How to Distinguish Feigned from Genuine Depressive Symptoms: Response Patterns and Content Analysis of the SIMS Affective Disorder Scale

Participants

A total of 340 respondents participated in the study. The inclusion criteria were: (a) aged 18 years and older, (b) living in Italy, and (c) able to read questions on a computer monitor and understand the meaning of those questions. Data were collected over 15 days (i.e., November 16–30, 2020). The questionnaires were administered cross-sectionally on an online survey platform, which participants accessed via a designated link that was disseminated over email using convenience sampling. Nine participants were excluded because they did not understand the instructions (see the “Research Design” section) and 16 were excluded because they did not complete the questionnaires. The final sample consisted of 315 participants. All participants voluntarily responded anonymously, indicating their informed consent within. The procedures were clearly explained, and participants could interrupt or quit the study at any point without declaring their reasons for doing so. They did not receive any compensation for their participation. The experimental procedure was approved by the local ethics committee (Board of the Department of Human Neuroscience, Faculty of Medicine and Dentistry, Sapienza University of Rome), in accordance with the Declaration of Helsinki.

Participants were grouped into three subsamples: Honest [H], Simulators [S], and Honest with Depressive Symptoms [HDS]. The Honest group included 110 participants, aged 23–68 years (M = 37.30, SD = 12.52). Most were male (n = 66, 60.0%), Italian citizens (n = 105, 95.5%), and residents of central Italy (n = 70, 63.6%); 50 held a high school diploma (44.5%) and the majority were employees (n = 56, 50.9%) and unmarried (n = 71, 64.5%). The Simulators group was composed of 161 participants, aged 24–75 years (M = 36.30, SD = 11.87). Most were female (n = 90, 55.9%), Italian citizens (n = 160, 99.4%), and residents of central Italy (n = 105, 65.2%); 79 held a high school diploma (49.1%), 75 were employees (46.6%), and most were unmarried (n = 104, 64.6%). The Honest with Depressive Symptoms group comprised 44 participants, aged 25–64 years (M = 35.59, SD = 12.60). Most were female (n = 28, 63.6%), Italian citizens (n = 44, 100%), and residents of central Italy (n = 26, 59.1%); 20 held a high school diploma (45.5%), 16 were employees (36.4%), and most were unmarried (n = 32, 72.7%).

The chi-squared test (χ2) revealed statistically significant differences between the Honest, Simulators, and Honest with Depressive Symptoms groups, with respect to biological sex [χ2(2) = 9.666, p = 0.008], with more male participants in the Honest group compared to the other two groups; and employment status [χ2(8) = 17.547, p = 0.025], with more unemployed participants in the Honest with Depressive Symptoms group compared to the Honest group. No statistically significant differences emerged with respect to the other socio-demographic variables (see Table 1).
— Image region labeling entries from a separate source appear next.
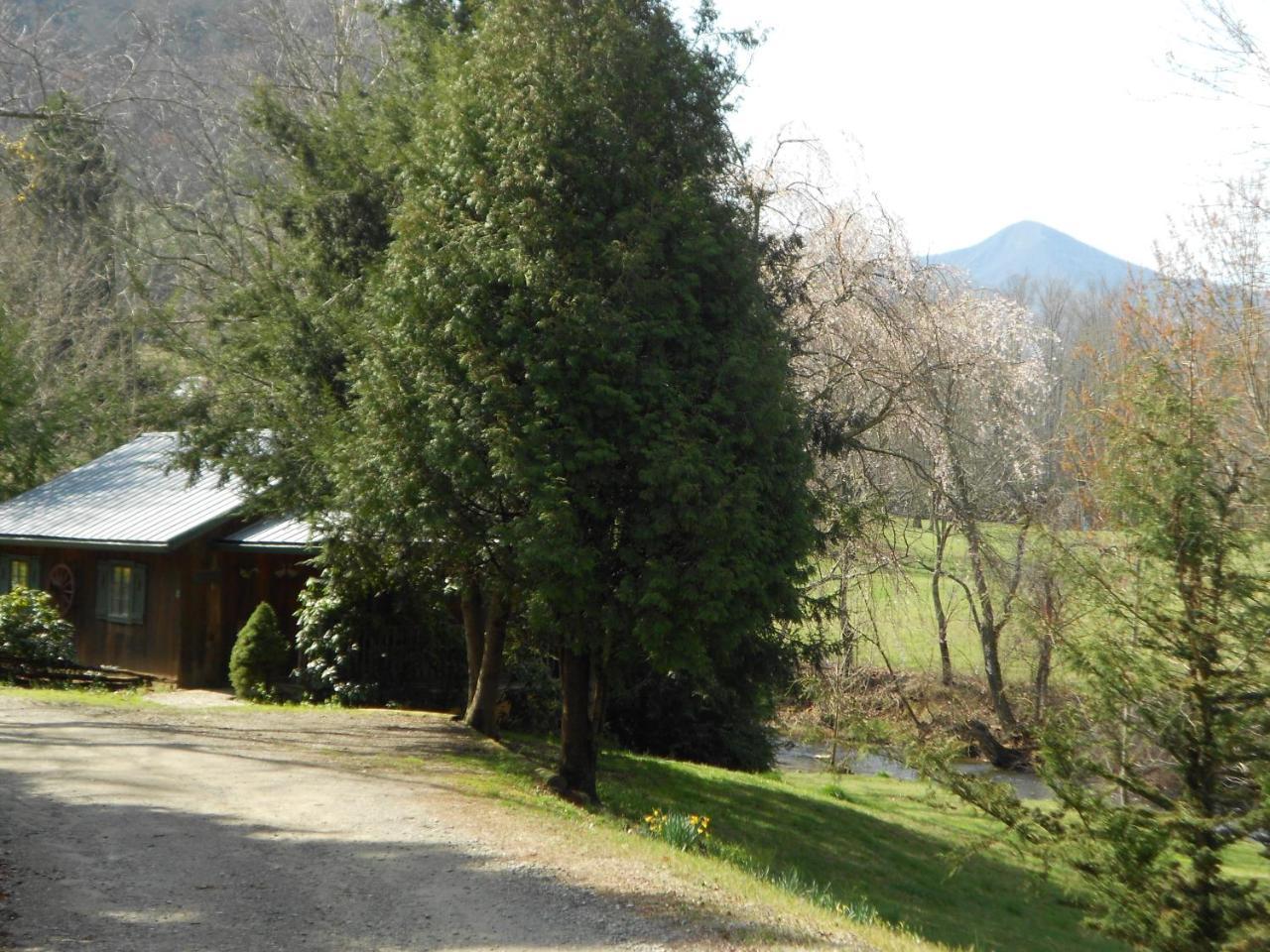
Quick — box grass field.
[827,518,1062,683]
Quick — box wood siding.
[0,533,313,688]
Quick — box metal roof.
[0,432,244,549]
[219,518,321,552]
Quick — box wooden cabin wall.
[0,540,313,688]
[0,545,182,680]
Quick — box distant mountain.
[927,221,1155,289]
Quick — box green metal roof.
[0,432,245,549]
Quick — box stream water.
[776,740,1053,799]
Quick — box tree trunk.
[463,595,508,738]
[931,516,952,686]
[964,520,1019,731]
[1033,571,1060,724]
[553,648,599,802]
[459,580,485,707]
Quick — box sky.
[676,0,1270,266]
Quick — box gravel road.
[0,694,684,952]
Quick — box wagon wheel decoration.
[45,565,75,615]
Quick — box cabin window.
[96,561,146,625]
[0,556,40,595]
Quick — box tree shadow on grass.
[586,753,1123,952]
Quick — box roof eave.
[216,539,321,554]
[0,536,176,552]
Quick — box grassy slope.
[602,756,1116,952]
[0,688,1270,952]
[486,744,1120,952]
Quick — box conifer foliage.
[344,0,813,796]
[230,602,291,701]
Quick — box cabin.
[0,432,317,688]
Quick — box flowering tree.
[802,209,1049,729]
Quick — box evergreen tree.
[343,0,813,796]
[947,299,1270,952]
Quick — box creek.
[776,738,1053,799]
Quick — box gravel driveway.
[0,694,682,952]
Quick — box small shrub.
[0,588,75,665]
[230,602,291,699]
[296,565,467,711]
[644,810,710,853]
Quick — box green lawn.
[464,738,1270,952]
[600,754,1120,952]
[469,738,1123,952]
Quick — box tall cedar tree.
[344,0,814,797]
[949,302,1270,952]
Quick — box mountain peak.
[929,221,1152,289]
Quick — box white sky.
[676,0,1270,264]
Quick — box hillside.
[929,221,1153,289]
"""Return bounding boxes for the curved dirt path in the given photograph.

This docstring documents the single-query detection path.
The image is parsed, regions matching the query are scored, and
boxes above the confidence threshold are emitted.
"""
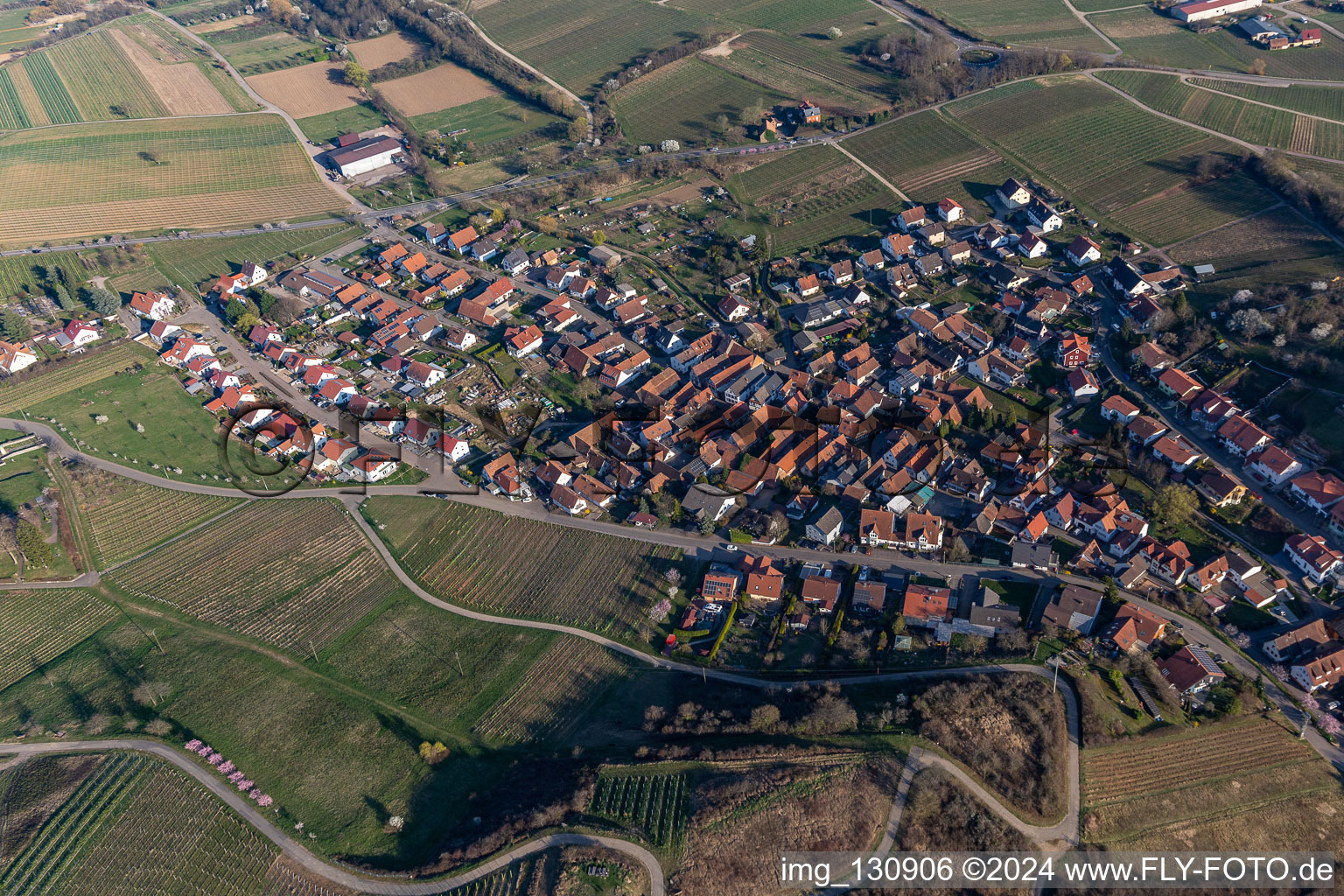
[0,738,667,896]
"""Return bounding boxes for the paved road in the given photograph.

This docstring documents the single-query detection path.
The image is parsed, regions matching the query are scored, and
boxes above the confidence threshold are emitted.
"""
[144,7,368,211]
[0,738,667,896]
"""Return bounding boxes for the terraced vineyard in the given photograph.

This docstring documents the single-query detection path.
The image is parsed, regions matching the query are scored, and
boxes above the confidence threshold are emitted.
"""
[0,114,343,246]
[363,497,680,637]
[1171,206,1344,293]
[0,68,32,130]
[732,146,900,253]
[1189,78,1344,121]
[1099,71,1344,160]
[1113,172,1278,246]
[610,58,788,145]
[1083,718,1341,849]
[23,52,83,125]
[589,771,687,848]
[1082,721,1312,806]
[472,637,626,743]
[70,467,242,570]
[111,499,398,653]
[0,588,116,690]
[43,31,171,121]
[472,0,710,95]
[845,108,1016,211]
[0,344,153,414]
[0,753,276,896]
[149,224,359,284]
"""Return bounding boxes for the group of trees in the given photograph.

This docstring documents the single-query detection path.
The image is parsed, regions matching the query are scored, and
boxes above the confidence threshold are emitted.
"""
[860,32,1101,108]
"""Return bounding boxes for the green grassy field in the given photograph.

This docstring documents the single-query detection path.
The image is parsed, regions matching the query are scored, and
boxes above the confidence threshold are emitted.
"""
[0,588,115,690]
[298,102,387,144]
[705,31,895,114]
[668,0,886,35]
[1191,78,1344,122]
[1088,4,1344,80]
[149,224,364,286]
[363,497,679,640]
[0,15,256,129]
[946,78,1269,243]
[610,58,789,145]
[0,610,514,864]
[844,107,1033,214]
[63,465,242,570]
[45,31,171,121]
[0,114,341,244]
[474,0,710,95]
[729,146,900,253]
[18,346,223,481]
[111,499,401,655]
[201,25,326,78]
[1171,208,1344,294]
[898,0,1111,52]
[402,95,564,146]
[1099,71,1344,158]
[0,7,46,52]
[0,753,279,896]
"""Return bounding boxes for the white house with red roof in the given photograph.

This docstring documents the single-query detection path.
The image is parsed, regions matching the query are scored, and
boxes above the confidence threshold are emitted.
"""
[504,324,543,357]
[1065,235,1101,268]
[719,293,752,324]
[130,291,173,321]
[158,336,215,368]
[1056,333,1091,367]
[1289,470,1344,513]
[349,452,398,482]
[437,432,472,464]
[51,321,102,351]
[1246,444,1306,489]
[1018,234,1050,258]
[1284,533,1344,584]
Table 1 Descriptive Statistics for the Total Sample (N = 315) and Each Group (i.e., Honest, Simulators, Honest with Depressive Symptoms)MeasuresThe Beck Depression Inventory – Second Edition (BDI-II)

The BDI-II (Beck et al., 1996; Ghisi et al., 2006) is one of the most widely used instruments for screening depressive symptomatology (von Glischinski et al., 2019). The self-administered test consists of 21 items that assess the cognitive, affective, motivational, and somatic symptoms of depression: sadness, pessimism, past failure, loss of pleasure, guilty feelings, punishment feelings, self-dislike, self-criticalness, suicidal ideation or wishes, crying, agitation, loss of interest, indecisiveness, feelings of worthlessness, loss of energy, change in sleeping patterns, irritability, change in appetite, concentration difficulty, tiredness or fatigue, and loss of interest in sex (Beck et al., 1996). Each item consists of a list of four statements arranged in order of increasing severity, referring to a particular symptom of depression that respondents may have felt during the prior 2 weeks. Answers are provided on a four-point scale, ranging from 0 to 3. The total score is the summation of respondents’ scores for the 21 items, with a maximum of 63. BDI-II items may be grouped into two subscales: the Somatic-Affective subscale, comprised of 12 items that describe the affective, somatic, and vegetative symptoms of depression; and the Cognitive subscale, comprised of 9 items that represent the cognitive symptoms of depression (Beck et al., 1996; Steer et al., 1999). The present study administered the official Italian adaptation of the test (Ghisi et al., 2006), and the internal consistency was excellent (α = 0.972).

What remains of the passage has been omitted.